In 2004, Kimberly-Clark began its implementation of SAP software that handles such business processes as req-to-check, accounting-to-reporting, plant maintenance, and materials management. In the mills, this means an employee working a Kleenex tissue machine no longer picks up the phone and calls the parts department to replace something broken, with a parts employee recording the request on a tablet of paper. Instead, a mill worker creates a work order with a click of a mouse, which sends an automatic alert to someone in the parts store. Kimberly-Clark can go back into the work order to capture such data as how long it took to fix the machine, how long the machine was down, and compare that data to the performance of other mills.

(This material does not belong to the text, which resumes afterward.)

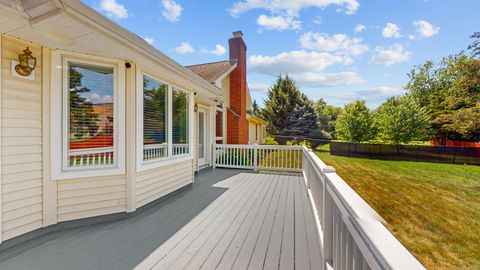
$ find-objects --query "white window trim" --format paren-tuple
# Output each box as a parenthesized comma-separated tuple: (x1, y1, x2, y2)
(136, 68, 194, 172)
(51, 50, 126, 180)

The Knoa software sends the IT department an alert if a user stalls in a particular area of an application. This helped Kimberly-Clark identify problem areas of an application and spot trends, and in some cases create reference cards for employees. Chase said in one instance, by using the software to identify a specific problem area that was simply addressed with reference cards, the company estimated it saved $395,000 it would have spent to put those people through training again.

By watching users' transactions with the systems, Kimberly-Clark also was able to identify when there was a problem with the SAP software rather than improper use. "We wanted to understand what was slowing down the system," Chase said. "Did people not understand what was going on in their screens, or was the screen they were viewing slow? We realized there were things in the system causing problems, too."

Chase said she's gotten a lot of interest in the SAP rollout by attendees of SAP's Sapphire and user group conferences. Many manufacturers, she said, still appear to be transitioning off homegrown and mainframe systems to packaged ERP. "We're on the leading edge with what we're doing, and everyone has wanted to hear what we have to say," she said.

More SAP rollouts are planned for next year at Kimberly-Clark, including an order-to-cash system. Kimberly-Clark also is beginning to take its rollout of the four initial business processes in North America to its operations in 37 other countries.